10

I've encounter a weird behavior when calling lm within a lapply using the weights argument.

My code consist of a list of formula on which I run a linear model that I call in lapply. So far it was working:

dd <- data.frame(y = rnorm(100),
                 x1 = rnorm(100),
                 x2 = rnorm(100),
                 x3 = rnorm(100),
                 x4 = rnorm(100),
                 wg = runif(100,1,100))

ls.form <- list(
  formula(y~x1+x2),
  formula(y~x3+x4),
  formula(y~x1|x2|x3),
  formula(y~x1+x2+x3+x4)
)

res.no.wg <- lapply(ls.form, lm, data = dd)

However, when I add the weights argument, I get a weird error:

res.with.wg <- lapply(ls.form, lm, data = dd, weights = dd[,"wg"])
Error in eval(extras, data, env) : 
  ..2 used in an incorrect context, no ... to look in

It's like if the ... from lapply was conflicting with the ... of the lm call but only because of the weights argument.

Any idea was is the cause of this problem and how to fix it?

NOTE: using the call without the lapply works as expected:

lm(ls.form[[1]], data = dd, weights = dd[,"wg"] )

Call:
lm(formula = ls.form[[1]], data = dd, weights = dd[, "wg"])

Coefficients:
(Intercept)           x1           x2  
   -0.12020      0.06049     -0.01937  

EDIT The final call is a lapply within a function of the type:

f1 <- function(samp, dat, wgt){
res.with.wg2 <- lapply(ls.form, function(x) {lm(formula = x, data=dat[samp,], weights=dat[samp,wgt])})
}

f1(1:66, dat=dd, wgt = "wg")
Bastien
  • 3,007
  • 20
  • 38
  • This seems to be a issue with using `lm` in functions with `weights` see: https://stackoverflow.com/questions/38683076/ellipsis-trouble-passing-to-lm – John Paul Dec 20 '17 at 14:09
  • I have reopened this even though the question has been asked before since the answer here is better than any of the answers to the original question. https://stackoverflow.com/questions/33479862/use-a-weights-argument-in-a-list-of-lm-lapply-calls – G. Grothendieck Dec 20 '17 at 15:22
  • @G.Grothendieck isn't it more valuable to have both questions linked together via duping?

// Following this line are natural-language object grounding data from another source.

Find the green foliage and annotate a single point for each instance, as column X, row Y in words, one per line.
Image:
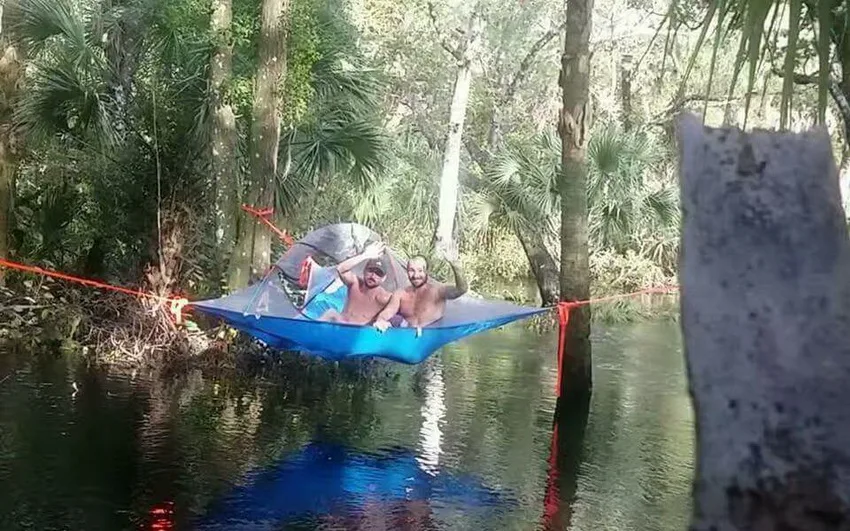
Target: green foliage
column 811, row 29
column 626, row 205
column 303, row 52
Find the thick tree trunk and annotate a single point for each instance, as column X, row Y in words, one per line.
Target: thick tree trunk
column 454, row 141
column 252, row 256
column 573, row 127
column 542, row 265
column 765, row 278
column 11, row 78
column 223, row 136
column 565, row 457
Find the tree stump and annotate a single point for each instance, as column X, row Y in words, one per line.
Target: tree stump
column 765, row 284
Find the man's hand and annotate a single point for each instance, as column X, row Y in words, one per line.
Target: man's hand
column 447, row 251
column 382, row 325
column 374, row 250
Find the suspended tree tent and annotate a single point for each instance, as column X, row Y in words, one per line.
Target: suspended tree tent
column 281, row 313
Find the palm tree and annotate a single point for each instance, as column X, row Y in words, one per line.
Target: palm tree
column 628, row 208
column 785, row 30
column 11, row 77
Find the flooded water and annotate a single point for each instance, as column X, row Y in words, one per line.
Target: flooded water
column 463, row 441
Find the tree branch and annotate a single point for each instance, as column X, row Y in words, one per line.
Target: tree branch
column 527, row 61
column 444, row 40
column 835, row 91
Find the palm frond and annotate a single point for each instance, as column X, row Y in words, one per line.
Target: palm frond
column 757, row 22
column 37, row 21
column 64, row 99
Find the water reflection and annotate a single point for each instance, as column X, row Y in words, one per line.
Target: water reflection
column 140, row 451
column 332, row 483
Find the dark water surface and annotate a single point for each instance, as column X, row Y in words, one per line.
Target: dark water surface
column 463, row 441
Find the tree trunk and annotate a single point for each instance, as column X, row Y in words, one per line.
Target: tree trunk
column 11, row 78
column 542, row 265
column 565, row 457
column 765, row 279
column 626, row 91
column 457, row 117
column 252, row 256
column 575, row 265
column 223, row 136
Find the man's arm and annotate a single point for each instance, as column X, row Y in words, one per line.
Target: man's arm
column 374, row 250
column 391, row 308
column 453, row 292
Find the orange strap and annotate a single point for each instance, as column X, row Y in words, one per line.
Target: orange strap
column 564, row 308
column 176, row 304
column 262, row 215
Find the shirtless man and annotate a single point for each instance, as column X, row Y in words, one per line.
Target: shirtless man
column 366, row 297
column 421, row 303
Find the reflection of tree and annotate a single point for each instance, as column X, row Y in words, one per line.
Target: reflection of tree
column 564, row 459
column 433, row 411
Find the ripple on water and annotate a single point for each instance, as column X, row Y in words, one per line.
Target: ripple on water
column 462, row 441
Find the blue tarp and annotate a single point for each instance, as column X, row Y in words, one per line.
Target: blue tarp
column 266, row 310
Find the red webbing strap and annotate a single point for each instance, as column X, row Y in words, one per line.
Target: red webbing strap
column 262, row 215
column 564, row 318
column 176, row 304
column 563, row 322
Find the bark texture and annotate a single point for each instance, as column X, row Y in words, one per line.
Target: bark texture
column 573, row 127
column 765, row 279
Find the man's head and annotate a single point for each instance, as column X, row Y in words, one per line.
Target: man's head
column 417, row 271
column 374, row 273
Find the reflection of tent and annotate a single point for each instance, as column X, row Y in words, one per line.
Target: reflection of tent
column 330, row 480
column 268, row 310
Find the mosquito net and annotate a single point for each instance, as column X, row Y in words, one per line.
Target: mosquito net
column 284, row 309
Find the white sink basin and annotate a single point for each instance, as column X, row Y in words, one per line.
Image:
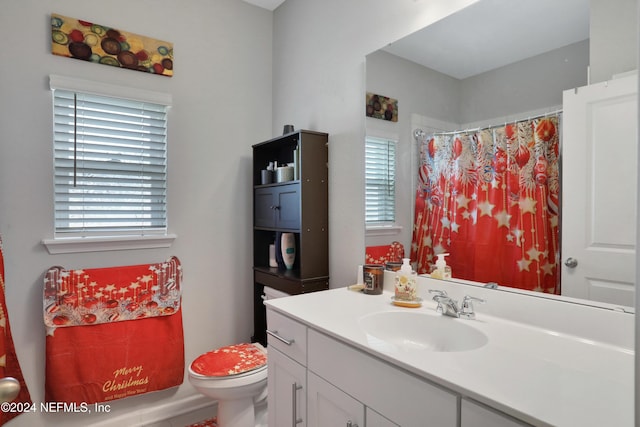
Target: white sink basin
column 408, row 332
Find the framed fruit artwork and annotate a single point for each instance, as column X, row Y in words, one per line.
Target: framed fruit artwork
column 78, row 39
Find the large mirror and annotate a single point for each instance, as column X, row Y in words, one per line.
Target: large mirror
column 498, row 62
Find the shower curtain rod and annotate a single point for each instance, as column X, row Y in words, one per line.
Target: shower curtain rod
column 420, row 132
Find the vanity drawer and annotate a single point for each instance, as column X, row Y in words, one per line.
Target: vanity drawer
column 378, row 384
column 287, row 335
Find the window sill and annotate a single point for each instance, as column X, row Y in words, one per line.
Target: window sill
column 383, row 230
column 69, row 245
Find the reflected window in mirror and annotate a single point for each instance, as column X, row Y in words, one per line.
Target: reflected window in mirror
column 380, row 182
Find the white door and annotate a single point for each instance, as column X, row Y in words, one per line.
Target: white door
column 599, row 186
column 286, row 391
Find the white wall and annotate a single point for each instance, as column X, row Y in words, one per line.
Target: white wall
column 613, row 30
column 319, row 53
column 507, row 93
column 221, row 105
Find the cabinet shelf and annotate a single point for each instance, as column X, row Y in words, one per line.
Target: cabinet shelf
column 299, row 206
column 276, row 184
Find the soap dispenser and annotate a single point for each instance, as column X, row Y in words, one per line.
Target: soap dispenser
column 442, row 270
column 405, row 283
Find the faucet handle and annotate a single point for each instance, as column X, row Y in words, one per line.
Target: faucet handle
column 467, row 306
column 438, row 293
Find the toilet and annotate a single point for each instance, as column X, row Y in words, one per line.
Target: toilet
column 236, row 377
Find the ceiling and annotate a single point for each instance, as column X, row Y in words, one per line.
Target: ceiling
column 489, row 34
column 492, row 33
column 266, row 4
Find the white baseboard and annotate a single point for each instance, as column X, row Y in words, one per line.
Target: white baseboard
column 177, row 413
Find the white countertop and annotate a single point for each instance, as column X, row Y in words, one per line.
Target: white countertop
column 541, row 376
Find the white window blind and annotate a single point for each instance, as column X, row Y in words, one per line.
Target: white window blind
column 110, row 165
column 380, row 181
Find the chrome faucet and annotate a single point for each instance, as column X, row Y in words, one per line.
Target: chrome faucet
column 449, row 307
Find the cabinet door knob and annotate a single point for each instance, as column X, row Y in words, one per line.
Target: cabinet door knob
column 294, row 401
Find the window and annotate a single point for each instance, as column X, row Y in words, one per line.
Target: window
column 380, row 181
column 110, row 160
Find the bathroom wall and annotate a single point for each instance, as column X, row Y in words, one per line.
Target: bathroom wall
column 221, row 105
column 319, row 83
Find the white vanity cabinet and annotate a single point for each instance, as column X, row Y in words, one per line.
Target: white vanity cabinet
column 287, row 384
column 332, row 384
column 329, row 406
column 475, row 415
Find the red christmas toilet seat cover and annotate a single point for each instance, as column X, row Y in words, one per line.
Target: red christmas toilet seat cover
column 229, row 360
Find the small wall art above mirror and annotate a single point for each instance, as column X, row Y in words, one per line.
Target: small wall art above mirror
column 503, row 137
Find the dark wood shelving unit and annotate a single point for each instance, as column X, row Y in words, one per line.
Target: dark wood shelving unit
column 299, row 206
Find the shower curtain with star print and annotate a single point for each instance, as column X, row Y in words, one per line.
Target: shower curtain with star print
column 490, row 199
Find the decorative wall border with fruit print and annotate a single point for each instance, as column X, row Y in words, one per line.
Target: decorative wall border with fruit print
column 75, row 38
column 382, row 107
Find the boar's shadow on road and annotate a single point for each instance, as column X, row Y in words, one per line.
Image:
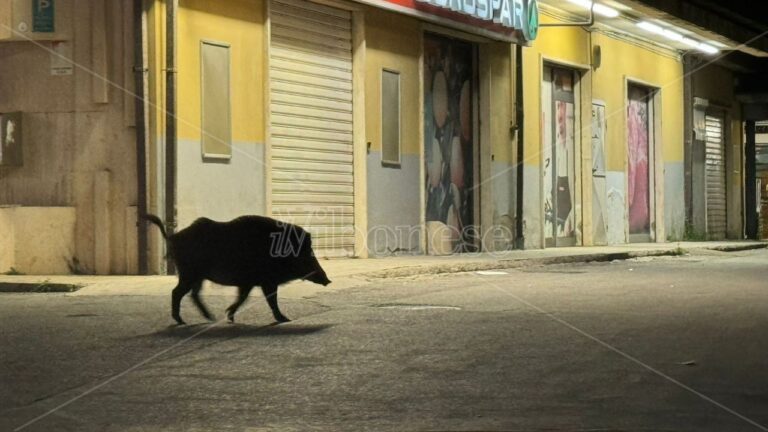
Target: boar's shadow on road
column 213, row 331
column 245, row 252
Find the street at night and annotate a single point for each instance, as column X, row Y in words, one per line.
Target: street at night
column 649, row 344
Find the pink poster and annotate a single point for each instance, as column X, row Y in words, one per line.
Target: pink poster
column 637, row 125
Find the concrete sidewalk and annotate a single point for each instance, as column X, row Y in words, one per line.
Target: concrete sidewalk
column 346, row 273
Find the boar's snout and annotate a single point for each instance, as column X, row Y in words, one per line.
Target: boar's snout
column 317, row 274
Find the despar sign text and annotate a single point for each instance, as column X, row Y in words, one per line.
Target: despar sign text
column 509, row 13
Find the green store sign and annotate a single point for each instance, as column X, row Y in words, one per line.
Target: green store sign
column 522, row 15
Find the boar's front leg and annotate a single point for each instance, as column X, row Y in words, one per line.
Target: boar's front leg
column 270, row 293
column 242, row 295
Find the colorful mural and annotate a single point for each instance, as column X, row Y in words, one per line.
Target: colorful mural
column 449, row 135
column 638, row 173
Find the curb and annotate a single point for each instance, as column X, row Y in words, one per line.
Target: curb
column 42, row 287
column 515, row 263
column 738, row 248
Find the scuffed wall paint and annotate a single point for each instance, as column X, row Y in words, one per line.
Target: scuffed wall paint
column 220, row 190
column 616, row 207
column 532, row 209
column 393, row 224
column 500, row 236
column 674, row 203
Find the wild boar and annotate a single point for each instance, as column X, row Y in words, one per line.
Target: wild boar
column 245, row 252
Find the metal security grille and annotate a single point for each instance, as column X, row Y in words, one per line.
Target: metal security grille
column 311, row 122
column 715, row 172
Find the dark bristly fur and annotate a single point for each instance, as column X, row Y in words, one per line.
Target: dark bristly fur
column 244, row 252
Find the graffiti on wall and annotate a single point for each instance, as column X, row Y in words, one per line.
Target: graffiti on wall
column 638, row 145
column 449, row 135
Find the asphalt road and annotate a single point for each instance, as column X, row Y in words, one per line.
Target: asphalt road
column 664, row 344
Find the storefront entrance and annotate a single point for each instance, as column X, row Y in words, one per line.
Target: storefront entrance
column 450, row 139
column 558, row 155
column 640, row 183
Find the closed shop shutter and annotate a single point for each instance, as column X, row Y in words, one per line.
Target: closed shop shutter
column 715, row 172
column 311, row 122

Maybe dupe the other one with this? – Sotos Dec 20 '17 at 15:25
  • OK. I have closed the other answer and linked it to this one. – G. Grothendieck Dec 20 '17 at 15:39
  • One other item. The checked answer is best at explaining this but the answer, which unfortunately was deleted by its author, seems to me to be the preferred workaround and it would be nice if the author of that answer reversed the deletion. – G. Grothendieck Dec 20 '17 at 15:43
  • @G. Grothendieck I have undeleted my answer, which I initally deleted because I felt the answer was close to others answers that are already on SO and James solution was better. sorry if I caused any confusion! – Florian Dec 20 '17 at 16:01

2 Answers2

11

I am not really sure why it is not working, but I do think I have a fix for you:

res.with.wg2 <- lapply(ls.form, 
                   function(x) {lm(formula = x, data=dd, weights=dd[,"wg"])})

Hope this helps!

Florian
  • 24,425
  • 4
  • 49
  • 80
  • You shouldn't have remove your comment on my question, the link you provided was useful – Bastien Dec 20 '17 at 14:20
  • Hi @Bastien, sorry for removing the comment. I removed it because I was not sure if that was the actual problem (there was a long comment thread below that answer), especially when I read @James' answer below. I am still trying to understand the problem, but I am afraid it goes a bit above my head. What really confuses me is the fact that `res.with.wg <- lapply(X=ls.form, FUN=lm, data = dd, method= 'model.frame')` does work properly. – Florian Dec 20 '17 at 14:22
  • For the curious, it is [this issue](https://stackoverflow.com/questions/33479862/use-a-weights-argument-in-a-list-of-lm-lapply-calls). It contains an answer almost exactly the same as mine... – Florian Dec 20 '17 at 14:33
  • Saddly, this solution doesn't work (yet) for me... as my problem is one level deeper... My lapply is in a function... making this example more accurate: `f1 <- function(samp, dat, wgt){ res.with.wg2 <- lapply(ls.form, function(x) {lm(formula = x, data=dat[samp,], weights=dat[samp,wgt])}) }` than calling with `f1(1:66, dat=dd, wgt = "wg")`. Still looking for a fix, but it seems like a deep problem! Should I modify my question or start a new one? – Bastien Dec 20 '17 at 14:38
  • @Bastien, for your problem you might be better off creating a base model, and then using `update` to create new ones with different formulae. – James Dec 20 '17 at 14:45
  • When I think of it, my problem is a `parLapply-function-lapply-function-lm` call... Maybe overly complicated but I was sure R could handle it. I'll look at the `update` function, it may indeed simplify things... – Bastien Dec 20 '17 at 14:51
  • @Bastien I've updated my answer with an example of how to use it – James Dec 20 '17 at 14:51
5

There is a note in the help file for lapply:

For historical reasons, the calls created by lapply are unevaluated, and code has been written (e.g., bquote) that relies on this. This means that the recorded call is always of the form FUN(X[[i]], ...), with i replaced by the current (integer or double) index. This is not normally a problem, but it can be if FUN uses sys.call or match.call or if it is a primitive function that makes use of the call. This means that it is often safer to call primitive functions with a wrapper, so that e.g. lapply(ll, function(x) is.numeric(x)) is required to ensure that method dispatch for is.numeric occurs correctly.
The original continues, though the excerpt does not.